Peki Beyazıt'ın en çok ziyaret edilen mekanlarından biri olan Sahaflar Çarşısı, gerçekten bahsettiğim sahafların ikamet ettiği çarşı mı? Yani gerçek sahaflar var mı? Ne yazık ki bu suale müspet cevap veremeyeceğim. Çünkü 1980'li yıllarda üniversiteyi okuduğum sıralarda gezdiğim çarşı bu çarşı değildi. Dükkan sahiplerinin hemen hepsi sahaftı. Muzaffer Ozak, Necati Alpas, İsmail Akçay hatırlayıverdiğim sahaflardan sadece bir kaçı. Bütün dükkanlarda sahafiyelik kitaplar, yazma eserler bulunurdu. Bugün o geleneği yaşatan iki sahaf tanıyorum. İbrahim Manav ve Turan Türkmenoğlu. Bir iki sahaf daha vardır elbette. Hem çarşıda hem de Beyoğlu ve Kadıköy'deki kitapçı çarşılarında. Ama işte o kadar. Şimdi Sahaflar Çarşısı'nı gezdiğinizde neredeyse bütün okul ve test kitapları, çok satan popüler kitaplar ve bazı ünlü yazarların ucuz ve basit kitapları var. Meraklısı, dükkanların vitrinlerine değil de içlerine bakar ve aradığını bulur.

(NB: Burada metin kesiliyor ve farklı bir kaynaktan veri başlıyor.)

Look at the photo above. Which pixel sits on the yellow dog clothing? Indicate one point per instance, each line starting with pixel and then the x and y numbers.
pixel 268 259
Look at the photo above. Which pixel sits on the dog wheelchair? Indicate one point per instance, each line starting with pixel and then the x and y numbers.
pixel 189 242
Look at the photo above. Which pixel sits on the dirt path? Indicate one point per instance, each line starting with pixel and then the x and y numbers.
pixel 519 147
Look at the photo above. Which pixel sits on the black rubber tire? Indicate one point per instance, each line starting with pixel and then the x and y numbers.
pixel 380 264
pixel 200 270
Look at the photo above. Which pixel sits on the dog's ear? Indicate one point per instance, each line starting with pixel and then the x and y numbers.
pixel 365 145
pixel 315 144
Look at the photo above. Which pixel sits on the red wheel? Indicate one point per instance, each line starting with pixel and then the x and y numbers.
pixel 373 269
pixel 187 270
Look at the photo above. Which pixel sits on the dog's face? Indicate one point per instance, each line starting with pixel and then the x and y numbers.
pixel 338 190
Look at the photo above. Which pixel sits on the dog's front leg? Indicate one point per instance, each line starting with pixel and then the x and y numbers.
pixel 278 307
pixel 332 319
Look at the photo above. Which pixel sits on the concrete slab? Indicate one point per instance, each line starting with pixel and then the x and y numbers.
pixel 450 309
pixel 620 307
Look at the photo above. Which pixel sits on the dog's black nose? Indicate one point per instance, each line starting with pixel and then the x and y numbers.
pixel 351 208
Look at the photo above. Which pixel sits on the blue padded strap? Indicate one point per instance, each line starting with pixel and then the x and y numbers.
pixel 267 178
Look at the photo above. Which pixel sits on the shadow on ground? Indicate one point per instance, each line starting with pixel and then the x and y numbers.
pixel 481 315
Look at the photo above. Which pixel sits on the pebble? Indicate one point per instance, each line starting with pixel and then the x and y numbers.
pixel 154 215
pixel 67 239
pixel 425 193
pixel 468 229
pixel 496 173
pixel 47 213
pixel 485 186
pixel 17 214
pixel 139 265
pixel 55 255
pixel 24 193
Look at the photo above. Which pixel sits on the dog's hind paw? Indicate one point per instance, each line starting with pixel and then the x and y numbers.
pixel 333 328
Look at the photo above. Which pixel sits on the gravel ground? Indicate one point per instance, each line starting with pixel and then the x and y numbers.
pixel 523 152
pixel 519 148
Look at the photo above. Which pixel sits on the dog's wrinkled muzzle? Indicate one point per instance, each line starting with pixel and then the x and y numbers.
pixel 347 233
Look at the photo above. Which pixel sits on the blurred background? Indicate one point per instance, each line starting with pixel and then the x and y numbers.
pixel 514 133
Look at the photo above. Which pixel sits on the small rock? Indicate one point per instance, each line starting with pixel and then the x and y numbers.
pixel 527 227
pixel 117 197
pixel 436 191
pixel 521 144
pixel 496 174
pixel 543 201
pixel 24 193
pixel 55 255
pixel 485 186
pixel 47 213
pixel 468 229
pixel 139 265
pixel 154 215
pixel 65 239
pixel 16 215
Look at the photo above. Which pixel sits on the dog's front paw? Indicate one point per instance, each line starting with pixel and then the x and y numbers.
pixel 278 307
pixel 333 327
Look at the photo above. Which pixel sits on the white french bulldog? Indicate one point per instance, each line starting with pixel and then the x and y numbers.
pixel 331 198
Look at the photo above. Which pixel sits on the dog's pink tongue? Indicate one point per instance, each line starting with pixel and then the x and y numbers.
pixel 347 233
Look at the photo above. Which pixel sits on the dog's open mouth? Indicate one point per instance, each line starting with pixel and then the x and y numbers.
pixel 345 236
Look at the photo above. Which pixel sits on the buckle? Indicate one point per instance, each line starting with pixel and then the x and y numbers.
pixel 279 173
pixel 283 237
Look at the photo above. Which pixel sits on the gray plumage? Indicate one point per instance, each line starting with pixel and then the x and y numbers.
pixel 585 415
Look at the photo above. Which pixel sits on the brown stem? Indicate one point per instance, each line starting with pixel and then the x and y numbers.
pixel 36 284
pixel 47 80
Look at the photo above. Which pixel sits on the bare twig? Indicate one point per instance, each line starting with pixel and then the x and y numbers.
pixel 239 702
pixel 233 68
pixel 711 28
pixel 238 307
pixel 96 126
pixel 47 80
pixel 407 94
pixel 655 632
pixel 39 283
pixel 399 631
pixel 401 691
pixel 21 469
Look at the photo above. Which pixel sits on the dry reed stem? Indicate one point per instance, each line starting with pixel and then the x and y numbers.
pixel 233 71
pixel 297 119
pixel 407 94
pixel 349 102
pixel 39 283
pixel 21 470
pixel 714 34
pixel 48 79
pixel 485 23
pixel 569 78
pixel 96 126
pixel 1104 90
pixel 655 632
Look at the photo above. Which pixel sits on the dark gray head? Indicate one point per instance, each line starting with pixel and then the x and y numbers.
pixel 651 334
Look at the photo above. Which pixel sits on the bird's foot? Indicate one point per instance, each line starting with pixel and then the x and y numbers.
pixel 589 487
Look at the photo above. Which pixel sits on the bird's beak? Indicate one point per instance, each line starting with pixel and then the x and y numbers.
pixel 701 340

Bu değişim üzücü ama gerçek. Ne var ki Osmanlı Türkçesinin okullara ders olarak okutulmasından sonra sahaflık mesleğinin de yeniden altın dönemini yaşacağını düşünüyorum. İnşallah bu temennim gerçekleşir. Zira bizim millet olarak kültürel bakımdan gelişmemiz, ancak ecdadımızın irfanıyla, medeniyetimizle bağ kurduğumuz zaman mümkün olabilecektir. Kültürümüzü 1928'den itibaren başlatırsak olacağı budur. Yozlaşma, işte o zaman başlar.

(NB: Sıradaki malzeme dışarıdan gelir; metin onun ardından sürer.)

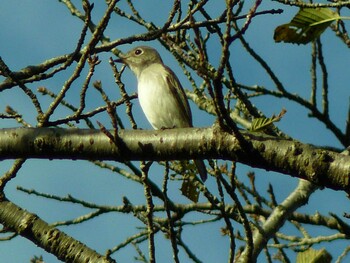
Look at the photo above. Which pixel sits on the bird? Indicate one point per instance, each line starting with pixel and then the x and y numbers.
pixel 160 93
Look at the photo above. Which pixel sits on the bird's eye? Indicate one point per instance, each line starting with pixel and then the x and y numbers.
pixel 138 52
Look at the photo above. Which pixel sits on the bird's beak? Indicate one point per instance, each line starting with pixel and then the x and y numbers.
pixel 119 60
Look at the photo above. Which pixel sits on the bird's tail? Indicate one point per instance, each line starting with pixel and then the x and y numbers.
pixel 201 169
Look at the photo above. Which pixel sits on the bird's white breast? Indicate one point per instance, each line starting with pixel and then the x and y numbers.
pixel 157 101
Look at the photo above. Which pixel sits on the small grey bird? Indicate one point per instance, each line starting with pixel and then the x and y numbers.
pixel 160 93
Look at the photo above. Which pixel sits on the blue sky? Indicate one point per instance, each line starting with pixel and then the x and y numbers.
pixel 33 31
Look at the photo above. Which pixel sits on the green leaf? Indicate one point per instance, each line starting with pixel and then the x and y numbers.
pixel 260 124
pixel 314 256
pixel 190 190
pixel 307 25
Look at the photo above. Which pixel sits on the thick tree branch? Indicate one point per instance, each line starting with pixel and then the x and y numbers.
pixel 319 166
pixel 45 236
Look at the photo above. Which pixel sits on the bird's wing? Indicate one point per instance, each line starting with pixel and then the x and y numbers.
pixel 179 94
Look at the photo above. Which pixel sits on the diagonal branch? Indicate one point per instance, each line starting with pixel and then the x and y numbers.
pixel 317 165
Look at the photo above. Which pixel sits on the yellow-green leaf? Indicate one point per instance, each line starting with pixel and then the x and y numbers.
pixel 314 256
pixel 307 25
pixel 260 124
pixel 189 189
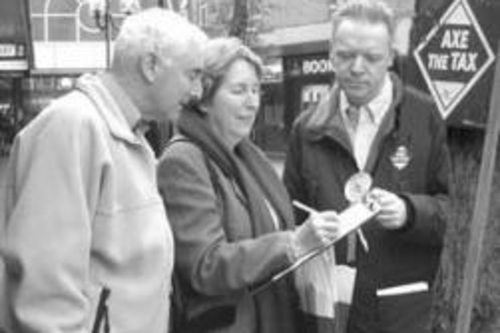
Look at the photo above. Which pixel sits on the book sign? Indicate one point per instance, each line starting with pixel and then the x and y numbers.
pixel 453 56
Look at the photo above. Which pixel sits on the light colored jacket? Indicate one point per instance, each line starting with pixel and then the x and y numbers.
pixel 83 213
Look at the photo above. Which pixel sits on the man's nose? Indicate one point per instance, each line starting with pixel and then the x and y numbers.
pixel 358 64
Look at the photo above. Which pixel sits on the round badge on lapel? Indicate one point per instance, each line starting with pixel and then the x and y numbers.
pixel 401 157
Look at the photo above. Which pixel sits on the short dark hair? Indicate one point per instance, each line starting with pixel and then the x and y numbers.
pixel 220 54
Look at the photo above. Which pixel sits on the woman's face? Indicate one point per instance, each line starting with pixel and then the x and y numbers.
pixel 234 106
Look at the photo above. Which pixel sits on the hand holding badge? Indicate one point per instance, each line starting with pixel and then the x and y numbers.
pixel 361 210
pixel 362 206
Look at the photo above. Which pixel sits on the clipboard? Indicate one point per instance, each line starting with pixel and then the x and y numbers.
pixel 351 219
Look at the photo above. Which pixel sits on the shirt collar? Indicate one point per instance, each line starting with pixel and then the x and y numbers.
pixel 377 107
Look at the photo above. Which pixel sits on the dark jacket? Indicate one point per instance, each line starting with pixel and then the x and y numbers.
pixel 215 271
pixel 320 161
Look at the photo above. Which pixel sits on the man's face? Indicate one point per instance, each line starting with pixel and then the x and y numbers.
pixel 361 55
pixel 179 81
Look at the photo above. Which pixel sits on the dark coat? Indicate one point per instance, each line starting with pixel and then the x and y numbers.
pixel 320 161
pixel 216 272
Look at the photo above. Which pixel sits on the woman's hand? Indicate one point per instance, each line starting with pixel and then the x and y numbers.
pixel 318 230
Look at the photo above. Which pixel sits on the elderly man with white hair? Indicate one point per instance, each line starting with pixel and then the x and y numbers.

Sahafları ve sahaflık mesleğini anlatan güzel eserler var ama ne yazık ki fazla değil. Ahmed Güner Sayar'ın Sahaf Raif Yelkenci ile İsmail E. Erünsal'ın Osmanlılarda Sahaflık ve Sahaflar isimli eserleri ilk elde okunacak kıymetli kaynaklardır. Sahaflar Şeyhi olarak bilinen merhum Muzaffer Ozak Hocaefendi, benim rahmetli Ergun Göze ile birlikte ziyaret ettiğim ilk sahaflardandır. Çok neşeli, nüktedan, hoşsohbet ve derin bir alimdi. Bir gönül insanıydı. Allah rahmet eylesin. Madem ki ismini andık, Mizahın İzahı kitabımda geçen nüktelerinden birini (Ölüler ve Kitaplar) sizinle paylaşayım:
Meşhur Sahaflar Şeyhi Muzaffer Ozak kendisine, "Mesleğiniz nedir?" diye soranlara şu cevabı verirmiş: "Ölenlerin kitaplarını öleceklere satmak!" Muzaffer Hoca eskilerin mütebahhir dedikleri derya bir şahsiyet idi. Sahaf Raif Yelkenci'nin ise Yunus Emre hakkında bir meseleyi Fuad Köprülü ile tartıştığını ve onu ilmen mağlup ettiğini öğrendiğimde sahaflara mevcut olan hürmetim kat be kat artmıştı. ESKADER bu hafta Babıali Sohbetleri'nde sahaflar ve sahaflık konusunu ele alıyor. Dededen sahaf olan, çarşının sevilen, sayılan ismi Turan M. Türkmenoğlu, perşembe günü 'Sahaflar Çarşısı'nın Hikayesi'ni anlatacak. İlginç hatıraları var Turan Bey'in. Kitapsever bütün okuyucuları davet ediyorum.